Ich klinke mich hier auch gerne bei Zeit ein. 


Ich würde gerne eure Beratung haben für folgende Wunschsituation für eine Lab / LAN Game / WS :

- GPUs Im Formfaktor Single Slot (Ausbeute X16 Lanes) und Wakü kompatibel (Referenzlayout) am besten Effizient (bereits ca. 300 Watt ohne GPUs) 
- GPU Passthrough für alle Hypervisor (KVM, Xen, Hyper-V, ESXi etc.) inkl. Treibersupport (Bei Nvidia z.B. P4000, Nvidia S7100 WC ein muss? Für mehr als zwei dedicated GPU Passthrough sind Nvidia Tesla ein muss? )
- Gute Bare Metal Performance (Gaming, Mining, CAD (CUDA ist kein muss) und keine Instabilität wegen Treibern. 
- Viele 240 GB SSDs mit wenig iops vs 2x große SSDs in Raid 0 hohe iops? 
- Unraid & Synergy nötig?

Bereits vorhandene HW :sysProfile: ID: 157161 - blazethelight

Danke euch für eure Hilfe. 







Gesendet von meinem SM-G930F mit Tapatalk


----------



## Tekkla (4. Oktober 2017)

Dieses Thema treibt auch mich um. Mit Dualboot bin ich nicht zu frieden und bei Windows Host und Linux Guest reicht mir die Perfomance des Gastes nicht. Ich würde auch liebend gerne als Host Linux haben wollen und fürs Zocken die Graka einfach an den Guest binden. Ich habe aber noch eine Verständnisfrage.
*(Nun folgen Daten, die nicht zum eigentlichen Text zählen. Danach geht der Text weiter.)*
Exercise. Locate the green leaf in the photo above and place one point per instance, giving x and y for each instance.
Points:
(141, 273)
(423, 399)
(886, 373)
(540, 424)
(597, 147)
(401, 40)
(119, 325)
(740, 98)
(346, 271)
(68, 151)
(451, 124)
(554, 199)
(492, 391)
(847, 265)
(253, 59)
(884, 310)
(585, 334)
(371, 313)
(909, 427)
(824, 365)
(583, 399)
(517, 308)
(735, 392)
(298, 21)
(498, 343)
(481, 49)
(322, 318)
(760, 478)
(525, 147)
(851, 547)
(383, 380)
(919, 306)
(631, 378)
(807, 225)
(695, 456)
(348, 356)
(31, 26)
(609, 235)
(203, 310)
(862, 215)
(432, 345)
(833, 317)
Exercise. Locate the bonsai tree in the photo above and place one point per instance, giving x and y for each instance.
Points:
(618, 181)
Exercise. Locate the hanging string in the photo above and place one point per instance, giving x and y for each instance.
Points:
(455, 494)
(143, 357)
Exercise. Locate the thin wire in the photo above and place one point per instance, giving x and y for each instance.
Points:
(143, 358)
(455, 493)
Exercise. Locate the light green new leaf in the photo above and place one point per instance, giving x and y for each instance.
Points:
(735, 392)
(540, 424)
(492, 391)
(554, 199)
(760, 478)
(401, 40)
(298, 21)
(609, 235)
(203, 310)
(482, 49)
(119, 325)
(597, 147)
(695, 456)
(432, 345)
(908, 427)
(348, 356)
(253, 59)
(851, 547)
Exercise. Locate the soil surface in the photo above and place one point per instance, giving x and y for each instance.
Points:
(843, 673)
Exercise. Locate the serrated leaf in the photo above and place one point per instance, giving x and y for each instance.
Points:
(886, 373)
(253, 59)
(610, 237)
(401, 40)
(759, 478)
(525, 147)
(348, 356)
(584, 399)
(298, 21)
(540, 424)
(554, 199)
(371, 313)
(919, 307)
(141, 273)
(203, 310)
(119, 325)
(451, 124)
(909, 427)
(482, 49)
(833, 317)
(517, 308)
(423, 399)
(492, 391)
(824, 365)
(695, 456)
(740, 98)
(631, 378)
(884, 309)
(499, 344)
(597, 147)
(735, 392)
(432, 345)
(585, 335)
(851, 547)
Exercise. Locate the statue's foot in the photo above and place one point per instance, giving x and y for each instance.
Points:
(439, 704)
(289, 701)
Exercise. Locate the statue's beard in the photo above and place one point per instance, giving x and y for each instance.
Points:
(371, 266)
Beim Monitor kann ich ja einfach die Bildquelle ändern und dann die Ausgabe des Guests sehen. Aber wie läuft das mit den Eingabegeräten? Wenn ich das richtig verstehe, dann hat der Guest oder der Host Zugriff auf die Tastatur bzw Maus, richtig?


----------



## emperator (5. Oktober 2017)

Synergy löst das Maus/Tastatur Problem, alternativ auch ein KVM-Switch oder zb. bestimmte Logitech Mäuse/Tastaturen (Multi-Device) die mehrere Unify-Empfänger unterstützen.


----------



## GertPfert (15. Dezember 2017)

Hallo zusammen,

ich hänge mich mal hier mit ran, da ich mein GPU Passthrough bereits seit Anfang 2016 im Einsatz habe und daher auch den einen oder anderen Fallstrick kenne.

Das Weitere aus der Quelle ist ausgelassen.